筋肉にチカラが入らない全身が弛緩した感覚。脳の回路が混濁したような人工的な眠気。副作用がキツイけどやっぱりデパスはよく効く。そのままベッドに倒れて翌朝までぐっすり眠れた。
無職とデパスの融合
思えば職がない状態で抗精神病薬を飲んだのは初めての事だった。
残薬感で朦朧とするけど出勤する必要がないので無限に惰眠を貪ることができる。それでも日付がまわる前には入眠していたので朝の9時にはスッキリと起きられた。10時間睡眠。これはデパスの半減期が6時間程度であることを考えると妥当だ。
とはいえ血中の有効成分エチゾラムがゼロになるわけではない。理論上投薬量の1/3から1/4くらいはまだ肝臓で分解されたり尿として排出されることなく僕の体内に残っているはずだ。
でもこの感覚が心地良い。
まず脳のザワザワと表現している無駄な雑念、ADHD的な多動が抑制される。そしてなによりメンタルを消耗させる聴覚過敏が明らかに軽減する。いまシンガポールは高層ビルと新しい地下鉄の建設ラッシュなのだけど、普段なら頭蓋骨に響く工事現場の喧騒を臆せずに通過できるのは正にアメイジング・グレイス。たぶん精神安定剤であるデパスが程よく残り、無駄にワチャワチャ働いている発達障害脳を沈静化してくれているんだと思う。そのため意欲はまるで無い。小春日和の小川に流れる若葉のように、穏やかな気持ちで1日が過ぎていく。
なんの悩みもない静かな時間。
その昔、元ウツ友であり元彼女でもあるメンヘラ女子が、無職で抗精神病薬にハマっていた感覚を今なら理解できる。当時僕は生きるため、仕事に耐えるために投薬していたけど、それと仕事関係なく生活の質を向上させる投薬はぜんぜん違うのだ。マイナスをゼロにするのではなく、ゼロをプラスにする薬。抗精神病薬依存の入口になるであろうこの使い方に僕は目覚めてしまった。
そしてこれに味をしめた僕は、惰性で次の夜も0.5mgデパスを飲んでしまうのである。
僅か2日の禁断症状がコレ
デパスの強い依存性を僕は痛いほどわかっている。去年経験した禁断症状のツラさはもう二度と経験したくない。
そう思っていたのに。
クスリなしにはもうぜんぜん寝られない。圧倒的に寝られない。当然夜になれば疲れて眠気は来る。でも疲労感と睡魔でグラグラになるにもかかわらず、なぜか「意識のスイッチ」がOFFにならない。
あー、あー、あー。
知ってる。
デパスで得られる心の平穏は、未来からの前借りなのだ。そして精神安定剤に依存すればするほどメンタル借金の利率は重くなり、過去にもう何年も依存していた僕もなると僅か2日投薬しただけでトイチが如く完全に返済するのに幾夜も不眠に耐えることになる。
それで今日は朝から脳がボアンボアン。
寝てるんだか起きてるんだかわからない、常に薄っすら意識があって自分の意思でいつでも夢を終わらせられる状態で朝を迎えた。
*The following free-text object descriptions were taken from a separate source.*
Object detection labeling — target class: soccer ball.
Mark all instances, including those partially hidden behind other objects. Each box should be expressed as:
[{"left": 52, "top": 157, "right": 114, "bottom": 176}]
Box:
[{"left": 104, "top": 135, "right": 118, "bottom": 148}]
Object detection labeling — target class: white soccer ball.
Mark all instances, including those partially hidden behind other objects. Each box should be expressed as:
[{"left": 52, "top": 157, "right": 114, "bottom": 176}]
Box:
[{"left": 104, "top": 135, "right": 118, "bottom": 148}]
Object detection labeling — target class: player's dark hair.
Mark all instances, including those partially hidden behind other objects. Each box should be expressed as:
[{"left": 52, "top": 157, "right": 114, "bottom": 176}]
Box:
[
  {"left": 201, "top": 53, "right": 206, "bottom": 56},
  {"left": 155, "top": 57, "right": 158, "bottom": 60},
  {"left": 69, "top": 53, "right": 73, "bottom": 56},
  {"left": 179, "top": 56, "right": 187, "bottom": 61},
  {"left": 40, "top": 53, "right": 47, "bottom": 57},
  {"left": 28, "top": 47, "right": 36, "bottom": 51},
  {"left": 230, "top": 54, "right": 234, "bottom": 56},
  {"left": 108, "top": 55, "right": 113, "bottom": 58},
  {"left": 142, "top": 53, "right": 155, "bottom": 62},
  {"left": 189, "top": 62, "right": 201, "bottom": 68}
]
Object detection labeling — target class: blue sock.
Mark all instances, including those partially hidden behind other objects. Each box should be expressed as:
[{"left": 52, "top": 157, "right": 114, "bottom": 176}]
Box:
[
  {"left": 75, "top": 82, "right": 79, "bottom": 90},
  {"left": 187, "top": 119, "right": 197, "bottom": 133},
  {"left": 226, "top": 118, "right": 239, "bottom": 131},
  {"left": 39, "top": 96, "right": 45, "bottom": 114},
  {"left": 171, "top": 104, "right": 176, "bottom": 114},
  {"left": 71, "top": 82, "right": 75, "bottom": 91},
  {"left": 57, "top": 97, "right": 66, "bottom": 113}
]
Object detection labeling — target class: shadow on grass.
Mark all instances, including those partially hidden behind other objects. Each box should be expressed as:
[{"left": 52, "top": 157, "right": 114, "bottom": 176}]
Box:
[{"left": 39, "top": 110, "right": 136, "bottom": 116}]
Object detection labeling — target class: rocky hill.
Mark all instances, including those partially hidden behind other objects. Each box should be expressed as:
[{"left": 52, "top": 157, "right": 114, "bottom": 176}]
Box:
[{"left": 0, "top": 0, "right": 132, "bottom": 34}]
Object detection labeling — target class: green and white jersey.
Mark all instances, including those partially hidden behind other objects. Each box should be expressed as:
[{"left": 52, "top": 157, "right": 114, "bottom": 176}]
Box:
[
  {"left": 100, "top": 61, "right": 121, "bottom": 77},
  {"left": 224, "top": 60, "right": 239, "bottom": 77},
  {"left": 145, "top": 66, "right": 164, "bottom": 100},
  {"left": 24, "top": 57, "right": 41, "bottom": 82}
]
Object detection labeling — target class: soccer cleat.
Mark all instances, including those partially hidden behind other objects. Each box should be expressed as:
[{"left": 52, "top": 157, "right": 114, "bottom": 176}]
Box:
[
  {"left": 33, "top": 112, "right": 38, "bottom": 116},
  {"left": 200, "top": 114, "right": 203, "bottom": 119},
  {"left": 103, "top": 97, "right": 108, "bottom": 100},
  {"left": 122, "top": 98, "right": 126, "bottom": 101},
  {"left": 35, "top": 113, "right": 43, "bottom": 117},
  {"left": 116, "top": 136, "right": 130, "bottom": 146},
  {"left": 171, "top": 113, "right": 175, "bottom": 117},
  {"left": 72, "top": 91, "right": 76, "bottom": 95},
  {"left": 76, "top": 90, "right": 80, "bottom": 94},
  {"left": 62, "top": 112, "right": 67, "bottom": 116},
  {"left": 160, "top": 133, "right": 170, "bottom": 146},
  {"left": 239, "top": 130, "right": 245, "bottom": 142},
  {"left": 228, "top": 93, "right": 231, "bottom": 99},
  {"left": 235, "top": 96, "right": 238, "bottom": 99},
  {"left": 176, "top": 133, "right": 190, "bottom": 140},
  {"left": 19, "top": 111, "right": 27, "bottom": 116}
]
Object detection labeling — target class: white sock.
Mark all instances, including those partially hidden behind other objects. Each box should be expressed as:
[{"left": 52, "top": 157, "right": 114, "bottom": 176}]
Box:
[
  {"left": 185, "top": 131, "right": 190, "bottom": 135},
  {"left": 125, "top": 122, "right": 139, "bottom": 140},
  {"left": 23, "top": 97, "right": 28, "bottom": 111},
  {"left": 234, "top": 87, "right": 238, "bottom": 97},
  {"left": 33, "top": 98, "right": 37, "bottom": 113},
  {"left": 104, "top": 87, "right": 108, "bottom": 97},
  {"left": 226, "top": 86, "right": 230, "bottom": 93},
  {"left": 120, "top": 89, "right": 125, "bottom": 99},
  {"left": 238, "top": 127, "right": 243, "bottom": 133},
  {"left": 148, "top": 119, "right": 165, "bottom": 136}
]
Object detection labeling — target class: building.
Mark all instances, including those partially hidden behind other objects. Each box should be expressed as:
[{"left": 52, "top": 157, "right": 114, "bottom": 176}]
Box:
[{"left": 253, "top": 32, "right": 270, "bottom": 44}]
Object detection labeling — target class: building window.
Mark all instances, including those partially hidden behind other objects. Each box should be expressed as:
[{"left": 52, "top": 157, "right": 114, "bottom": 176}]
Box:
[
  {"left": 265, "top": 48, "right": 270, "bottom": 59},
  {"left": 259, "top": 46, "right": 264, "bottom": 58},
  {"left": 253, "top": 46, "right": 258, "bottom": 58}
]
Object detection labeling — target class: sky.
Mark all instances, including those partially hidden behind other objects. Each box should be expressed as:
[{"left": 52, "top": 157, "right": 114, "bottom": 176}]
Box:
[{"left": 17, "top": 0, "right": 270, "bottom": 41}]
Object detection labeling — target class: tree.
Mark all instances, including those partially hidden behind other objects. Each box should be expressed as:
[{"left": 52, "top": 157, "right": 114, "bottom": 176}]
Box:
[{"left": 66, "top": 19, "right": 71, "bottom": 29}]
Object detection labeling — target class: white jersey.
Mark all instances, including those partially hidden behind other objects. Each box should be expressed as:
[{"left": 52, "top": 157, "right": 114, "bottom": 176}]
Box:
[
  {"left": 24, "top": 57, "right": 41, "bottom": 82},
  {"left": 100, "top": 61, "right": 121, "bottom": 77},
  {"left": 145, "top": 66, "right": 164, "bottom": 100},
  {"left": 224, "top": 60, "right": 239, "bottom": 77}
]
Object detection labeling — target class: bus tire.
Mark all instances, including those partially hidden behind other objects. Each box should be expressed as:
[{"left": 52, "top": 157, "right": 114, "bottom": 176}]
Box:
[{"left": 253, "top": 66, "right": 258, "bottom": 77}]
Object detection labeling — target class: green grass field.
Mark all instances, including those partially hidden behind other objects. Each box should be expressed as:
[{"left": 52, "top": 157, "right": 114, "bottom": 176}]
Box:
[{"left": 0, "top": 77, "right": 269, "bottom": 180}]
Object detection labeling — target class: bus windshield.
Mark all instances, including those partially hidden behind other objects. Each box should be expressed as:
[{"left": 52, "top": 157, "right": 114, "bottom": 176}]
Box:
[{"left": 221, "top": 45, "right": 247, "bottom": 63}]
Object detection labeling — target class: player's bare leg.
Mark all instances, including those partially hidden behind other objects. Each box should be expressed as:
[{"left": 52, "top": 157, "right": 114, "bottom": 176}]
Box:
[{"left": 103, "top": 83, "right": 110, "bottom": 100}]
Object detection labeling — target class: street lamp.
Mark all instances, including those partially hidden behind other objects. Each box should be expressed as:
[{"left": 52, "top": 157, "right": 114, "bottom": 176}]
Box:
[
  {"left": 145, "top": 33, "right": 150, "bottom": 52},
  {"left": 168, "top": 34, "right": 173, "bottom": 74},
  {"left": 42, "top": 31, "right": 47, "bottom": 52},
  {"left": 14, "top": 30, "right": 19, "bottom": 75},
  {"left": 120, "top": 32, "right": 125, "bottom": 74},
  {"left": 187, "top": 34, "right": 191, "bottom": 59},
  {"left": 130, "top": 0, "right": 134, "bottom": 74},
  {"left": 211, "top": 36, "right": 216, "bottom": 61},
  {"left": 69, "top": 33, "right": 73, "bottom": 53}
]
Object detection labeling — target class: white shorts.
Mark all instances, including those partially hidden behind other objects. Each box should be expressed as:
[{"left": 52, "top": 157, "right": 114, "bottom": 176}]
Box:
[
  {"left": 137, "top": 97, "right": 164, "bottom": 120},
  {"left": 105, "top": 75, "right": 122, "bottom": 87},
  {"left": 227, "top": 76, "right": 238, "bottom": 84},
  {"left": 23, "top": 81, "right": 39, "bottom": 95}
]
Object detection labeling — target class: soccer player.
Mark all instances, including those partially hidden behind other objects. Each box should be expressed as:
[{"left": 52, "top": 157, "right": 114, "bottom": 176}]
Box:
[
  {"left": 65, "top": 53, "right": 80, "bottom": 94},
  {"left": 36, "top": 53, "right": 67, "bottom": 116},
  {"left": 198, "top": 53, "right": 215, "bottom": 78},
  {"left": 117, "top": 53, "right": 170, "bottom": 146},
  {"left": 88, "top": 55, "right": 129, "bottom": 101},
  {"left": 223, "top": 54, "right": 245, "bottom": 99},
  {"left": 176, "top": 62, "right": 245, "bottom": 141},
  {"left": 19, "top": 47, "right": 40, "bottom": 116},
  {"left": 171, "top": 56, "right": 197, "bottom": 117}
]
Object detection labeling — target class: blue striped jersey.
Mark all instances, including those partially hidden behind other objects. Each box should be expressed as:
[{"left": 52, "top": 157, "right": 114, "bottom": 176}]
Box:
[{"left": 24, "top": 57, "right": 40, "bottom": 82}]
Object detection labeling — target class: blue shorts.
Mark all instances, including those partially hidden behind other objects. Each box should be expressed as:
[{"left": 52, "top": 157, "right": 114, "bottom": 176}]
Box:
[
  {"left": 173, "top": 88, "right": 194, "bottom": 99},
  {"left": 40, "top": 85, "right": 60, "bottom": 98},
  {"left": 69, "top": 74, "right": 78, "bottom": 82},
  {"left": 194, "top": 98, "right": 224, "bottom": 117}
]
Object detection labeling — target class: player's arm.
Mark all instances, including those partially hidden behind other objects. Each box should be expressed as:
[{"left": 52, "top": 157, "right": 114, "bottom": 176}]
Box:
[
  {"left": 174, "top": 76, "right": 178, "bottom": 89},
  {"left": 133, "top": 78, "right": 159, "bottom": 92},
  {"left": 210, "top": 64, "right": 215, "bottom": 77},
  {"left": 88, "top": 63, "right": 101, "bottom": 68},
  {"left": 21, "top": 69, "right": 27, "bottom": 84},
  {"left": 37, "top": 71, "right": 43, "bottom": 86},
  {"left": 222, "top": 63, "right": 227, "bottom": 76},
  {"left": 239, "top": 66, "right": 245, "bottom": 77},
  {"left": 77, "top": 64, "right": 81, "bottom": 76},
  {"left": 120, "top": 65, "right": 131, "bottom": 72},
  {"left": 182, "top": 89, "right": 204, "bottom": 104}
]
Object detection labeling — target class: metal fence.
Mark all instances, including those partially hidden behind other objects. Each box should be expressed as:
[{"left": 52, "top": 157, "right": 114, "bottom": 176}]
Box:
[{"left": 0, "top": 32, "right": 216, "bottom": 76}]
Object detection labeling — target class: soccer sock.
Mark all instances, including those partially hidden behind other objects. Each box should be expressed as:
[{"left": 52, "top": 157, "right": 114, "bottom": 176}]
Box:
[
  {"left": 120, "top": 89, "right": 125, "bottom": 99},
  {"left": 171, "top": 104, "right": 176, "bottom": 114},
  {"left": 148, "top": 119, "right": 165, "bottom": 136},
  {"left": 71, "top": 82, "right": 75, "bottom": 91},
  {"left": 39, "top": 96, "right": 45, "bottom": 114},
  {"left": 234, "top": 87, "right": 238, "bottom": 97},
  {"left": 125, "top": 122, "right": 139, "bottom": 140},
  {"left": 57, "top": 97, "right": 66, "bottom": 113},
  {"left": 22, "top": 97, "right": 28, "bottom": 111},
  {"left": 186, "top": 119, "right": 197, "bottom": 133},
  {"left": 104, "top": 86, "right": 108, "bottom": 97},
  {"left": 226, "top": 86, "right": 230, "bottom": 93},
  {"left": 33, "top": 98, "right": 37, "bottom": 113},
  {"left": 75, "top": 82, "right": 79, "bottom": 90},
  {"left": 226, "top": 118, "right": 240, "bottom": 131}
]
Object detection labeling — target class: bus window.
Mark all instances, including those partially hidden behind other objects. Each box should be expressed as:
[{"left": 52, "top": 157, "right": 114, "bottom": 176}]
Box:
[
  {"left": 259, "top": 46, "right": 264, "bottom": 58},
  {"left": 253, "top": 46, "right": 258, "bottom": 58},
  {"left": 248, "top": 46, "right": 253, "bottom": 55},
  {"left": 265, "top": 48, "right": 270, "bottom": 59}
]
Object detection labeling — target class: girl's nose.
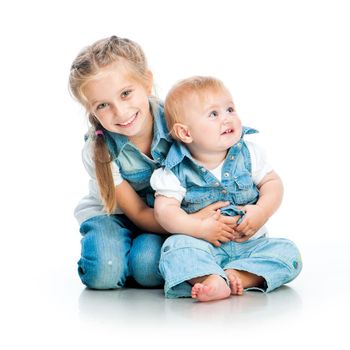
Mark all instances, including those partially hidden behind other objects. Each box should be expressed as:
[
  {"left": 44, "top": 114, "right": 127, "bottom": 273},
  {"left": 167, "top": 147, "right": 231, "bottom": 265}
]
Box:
[{"left": 111, "top": 102, "right": 125, "bottom": 117}]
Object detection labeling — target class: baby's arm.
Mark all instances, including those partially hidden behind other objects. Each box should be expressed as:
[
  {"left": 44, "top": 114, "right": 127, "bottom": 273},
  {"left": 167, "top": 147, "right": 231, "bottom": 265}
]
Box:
[
  {"left": 235, "top": 170, "right": 283, "bottom": 241},
  {"left": 154, "top": 195, "right": 234, "bottom": 247}
]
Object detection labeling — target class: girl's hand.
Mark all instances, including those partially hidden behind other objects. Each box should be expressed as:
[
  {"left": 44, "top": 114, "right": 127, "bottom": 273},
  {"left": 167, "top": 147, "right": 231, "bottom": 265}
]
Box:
[
  {"left": 192, "top": 201, "right": 239, "bottom": 226},
  {"left": 234, "top": 205, "right": 268, "bottom": 242},
  {"left": 198, "top": 210, "right": 235, "bottom": 247},
  {"left": 191, "top": 201, "right": 230, "bottom": 219}
]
ベッドに居た時間は10時間くらい。身体が重い。とりあえず猫のように伸びをする。上体を起こすのがツラい。
それでも1日を始めないと。
この状態でずっと不純物で混濁した意識を抱え、ベッドの上でのたうち回ることもできる。っていうか結構強い意志がないとそうなってしまう。ところがこれこそが抗精神病薬依存の恐ろしいところで、太陽が登っている特に「朝」と呼べる時間に活動を開始しないと、ものすごいスピードでどんどん体内時計がズレていく。そして普通に働いている人たちと一緒に活動できなくなる。
そうするとあっという間に社会的に孤立する。
恐ろしいことに完全に昼夜逆転するまで1週間とかからない。そうするとテニス仲間や一緒に飲みに行くような愛すべき人たち、それこそ僕がシンガポールで6年かけて築いてきた人的資産を失ってしまうんだ。みんな優しいから僕が昼間起きていられなくてもそばにいてくれると思いたい。でも遠距離恋愛のカップルが儚く散るように、睡眠に時差が生じると多くの人間関係は脆くも崩れるものなのだ。
僕は経験的に知っている。
だからデパスの禁断症状に苦しみつつも、今日は朝からボアンボアンな頭で積極的に人に会っている。もうこうしないとベッドで生きる屍になるだろう。元の軌道に生活を戻さないと、無職なことも手伝って僕は社会的な資本を一瞬で失ってしまうだろう。
それは嫌だ。
今から重い体を引きずって多国籍ASEAN親善テニスに行ってくる。薬物依存を断ち切り、積み上げてきたものをより強固にするために。